Ich trat vor die Türe und sah mich um. Gegenüber war eine kleine
Grünanlage, deren Laubbäume schon intensivste Herbstfarben
trugen. links und rechts schlossen sich andere Häuser an. Mein Blick
streifte eine verrückte Frau, die am Rande jener Grünanlage einen
Hund an der Leine führte und im Begriffe war, dessen
Hinterlassenschaft aufzuklauben. Ich überlegte kurz, ob sie wohl
schon sterilisiert war, kam aber zu dem Schlusse, dass sie in jedem
Falle für Deutschland wenig repräsentativ sein konnte, also wählte ich
eine andere Richtung und begab mich aufs Geratewohl nach links.
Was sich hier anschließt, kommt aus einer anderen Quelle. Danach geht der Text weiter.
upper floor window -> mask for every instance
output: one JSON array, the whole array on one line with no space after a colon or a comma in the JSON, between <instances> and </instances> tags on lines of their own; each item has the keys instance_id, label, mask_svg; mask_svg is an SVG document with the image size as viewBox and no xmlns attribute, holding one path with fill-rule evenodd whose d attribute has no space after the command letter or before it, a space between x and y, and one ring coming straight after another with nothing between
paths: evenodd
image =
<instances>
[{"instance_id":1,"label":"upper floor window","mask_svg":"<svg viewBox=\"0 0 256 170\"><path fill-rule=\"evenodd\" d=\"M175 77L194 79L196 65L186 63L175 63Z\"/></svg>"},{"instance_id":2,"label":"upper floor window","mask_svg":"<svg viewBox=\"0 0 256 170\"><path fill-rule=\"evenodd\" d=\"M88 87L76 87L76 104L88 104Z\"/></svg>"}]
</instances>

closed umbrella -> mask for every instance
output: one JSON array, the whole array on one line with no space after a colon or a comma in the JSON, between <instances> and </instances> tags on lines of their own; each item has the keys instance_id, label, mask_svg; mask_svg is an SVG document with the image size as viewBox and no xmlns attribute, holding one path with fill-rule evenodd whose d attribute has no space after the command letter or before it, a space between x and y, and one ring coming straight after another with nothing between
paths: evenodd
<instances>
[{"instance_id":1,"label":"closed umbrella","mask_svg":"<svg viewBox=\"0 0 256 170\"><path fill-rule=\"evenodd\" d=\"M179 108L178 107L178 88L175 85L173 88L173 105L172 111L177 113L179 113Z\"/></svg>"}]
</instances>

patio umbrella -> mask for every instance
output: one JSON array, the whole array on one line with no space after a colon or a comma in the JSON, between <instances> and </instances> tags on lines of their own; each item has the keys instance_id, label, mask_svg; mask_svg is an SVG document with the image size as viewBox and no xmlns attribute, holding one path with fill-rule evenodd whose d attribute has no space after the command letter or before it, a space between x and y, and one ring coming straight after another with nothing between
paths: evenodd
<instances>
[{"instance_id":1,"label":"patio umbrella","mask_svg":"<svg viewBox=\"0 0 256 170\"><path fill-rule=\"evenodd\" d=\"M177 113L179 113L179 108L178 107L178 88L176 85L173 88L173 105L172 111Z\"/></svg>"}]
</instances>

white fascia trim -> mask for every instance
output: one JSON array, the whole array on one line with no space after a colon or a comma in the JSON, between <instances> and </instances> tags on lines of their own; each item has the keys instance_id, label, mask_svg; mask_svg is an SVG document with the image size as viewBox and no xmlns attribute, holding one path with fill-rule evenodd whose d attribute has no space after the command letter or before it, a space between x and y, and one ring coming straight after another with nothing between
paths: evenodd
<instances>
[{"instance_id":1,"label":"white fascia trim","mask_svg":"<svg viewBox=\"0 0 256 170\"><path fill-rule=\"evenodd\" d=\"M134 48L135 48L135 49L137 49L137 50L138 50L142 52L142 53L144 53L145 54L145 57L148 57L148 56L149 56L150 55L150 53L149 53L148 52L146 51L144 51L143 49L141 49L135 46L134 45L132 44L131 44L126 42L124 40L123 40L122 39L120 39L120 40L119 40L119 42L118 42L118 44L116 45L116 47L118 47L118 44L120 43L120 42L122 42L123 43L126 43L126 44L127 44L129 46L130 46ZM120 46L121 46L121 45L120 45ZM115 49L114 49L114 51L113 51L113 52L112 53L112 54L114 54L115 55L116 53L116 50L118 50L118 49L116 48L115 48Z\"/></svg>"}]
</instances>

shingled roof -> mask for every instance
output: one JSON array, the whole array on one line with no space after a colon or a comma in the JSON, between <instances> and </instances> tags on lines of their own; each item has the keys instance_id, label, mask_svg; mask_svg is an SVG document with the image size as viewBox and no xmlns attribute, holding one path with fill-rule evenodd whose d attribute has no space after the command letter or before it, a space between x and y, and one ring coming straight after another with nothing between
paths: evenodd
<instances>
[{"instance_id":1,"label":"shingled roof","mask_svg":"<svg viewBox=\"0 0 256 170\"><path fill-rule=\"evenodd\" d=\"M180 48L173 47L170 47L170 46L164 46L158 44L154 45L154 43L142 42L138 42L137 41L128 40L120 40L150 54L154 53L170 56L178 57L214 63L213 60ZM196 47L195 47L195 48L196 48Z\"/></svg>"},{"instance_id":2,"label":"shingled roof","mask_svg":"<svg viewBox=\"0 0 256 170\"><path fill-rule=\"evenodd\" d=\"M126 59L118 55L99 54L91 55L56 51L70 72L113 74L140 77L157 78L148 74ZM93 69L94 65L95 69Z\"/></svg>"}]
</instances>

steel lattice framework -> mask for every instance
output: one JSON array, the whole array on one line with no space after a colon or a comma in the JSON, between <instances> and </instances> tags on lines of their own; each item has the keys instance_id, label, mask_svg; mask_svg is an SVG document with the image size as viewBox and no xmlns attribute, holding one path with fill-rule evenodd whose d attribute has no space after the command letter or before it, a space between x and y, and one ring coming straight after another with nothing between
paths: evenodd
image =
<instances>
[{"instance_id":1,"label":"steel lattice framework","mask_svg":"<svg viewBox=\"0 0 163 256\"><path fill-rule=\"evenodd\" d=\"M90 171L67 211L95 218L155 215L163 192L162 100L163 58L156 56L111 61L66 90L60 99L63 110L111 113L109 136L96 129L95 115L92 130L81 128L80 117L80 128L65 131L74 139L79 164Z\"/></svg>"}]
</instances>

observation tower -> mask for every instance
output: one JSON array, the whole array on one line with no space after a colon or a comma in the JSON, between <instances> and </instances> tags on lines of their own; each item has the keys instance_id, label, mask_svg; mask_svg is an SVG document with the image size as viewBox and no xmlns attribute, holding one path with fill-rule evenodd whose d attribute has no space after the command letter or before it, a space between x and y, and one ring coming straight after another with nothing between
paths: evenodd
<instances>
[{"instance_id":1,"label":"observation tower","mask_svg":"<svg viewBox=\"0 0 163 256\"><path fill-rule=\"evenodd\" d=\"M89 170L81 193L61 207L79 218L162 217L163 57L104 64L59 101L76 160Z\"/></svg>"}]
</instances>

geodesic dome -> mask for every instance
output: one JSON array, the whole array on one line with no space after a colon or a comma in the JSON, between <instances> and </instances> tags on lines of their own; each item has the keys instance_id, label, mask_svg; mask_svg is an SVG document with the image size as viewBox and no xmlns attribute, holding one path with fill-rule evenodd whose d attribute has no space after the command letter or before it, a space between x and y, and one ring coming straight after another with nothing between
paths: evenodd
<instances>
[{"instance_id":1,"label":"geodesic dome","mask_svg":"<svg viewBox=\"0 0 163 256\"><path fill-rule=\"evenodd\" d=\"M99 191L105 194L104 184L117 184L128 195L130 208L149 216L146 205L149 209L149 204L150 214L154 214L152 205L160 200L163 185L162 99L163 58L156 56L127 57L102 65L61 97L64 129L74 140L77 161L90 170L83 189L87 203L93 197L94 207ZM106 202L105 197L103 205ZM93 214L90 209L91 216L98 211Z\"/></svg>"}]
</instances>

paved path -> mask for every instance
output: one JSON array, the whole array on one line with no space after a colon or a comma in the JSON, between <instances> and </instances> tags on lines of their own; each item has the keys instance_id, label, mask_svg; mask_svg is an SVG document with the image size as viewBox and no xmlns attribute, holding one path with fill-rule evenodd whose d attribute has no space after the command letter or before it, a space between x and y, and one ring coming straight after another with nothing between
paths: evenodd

Ein Zigarettenautomat hing an der Wand, an dem sich vermutlich die
Raucher versorgten, die den Parkplatz mit den Ratten teilten. Ich
passierte ihn und etliche Passanten. Meine Uniform wurde offenbar
nicht als störend empfunden, das mochte daher rühren, weil derlei hier
nicht unüblich zu sein schien. Mir begegneten zwei Männer in mäßig
imitierten Wehrmachtsuniformen, eine Krankenschwester und zwei
Ärzte. Diese Häufung kostümierter Figuren kam mir entgegen: Ich
schätze die Aufmerksamkeit nicht mehr so sehr, seit ich damals, nach
meiner Haftentlassung, von Anhängern regelrecht verfolgt wurde. Man
musste sie im wahrsten Sinne des Wortes mit kleinen Manövern
überlisten, damit man einmal von Fotografen ungestört eine kleine
Rast einlegen konnte. Doch so, in dieser speziellen Umgebung, war
ich gewissermaßen als ich selbst und doch inkognito unterwegs, ideal
für das Studium der Bevölkerung. Denn viele Menschen benehmen
sich in Gegenwart des Führers nicht mehr ganz natürlich. Ich sage
dann immer: »Machen Sie sich keine Umstände!«, aber gerade die
kleinen Leute scheren sich darum natürlich nicht. In meiner Münchner
Zeit, da waren die kleinen Leute geradezu wie verrückt an mir
gehangen. Das konnte ich hier nicht brauchen. Ich wollte den echten,
den unverfälschten Deutschen sehen, den Berliner.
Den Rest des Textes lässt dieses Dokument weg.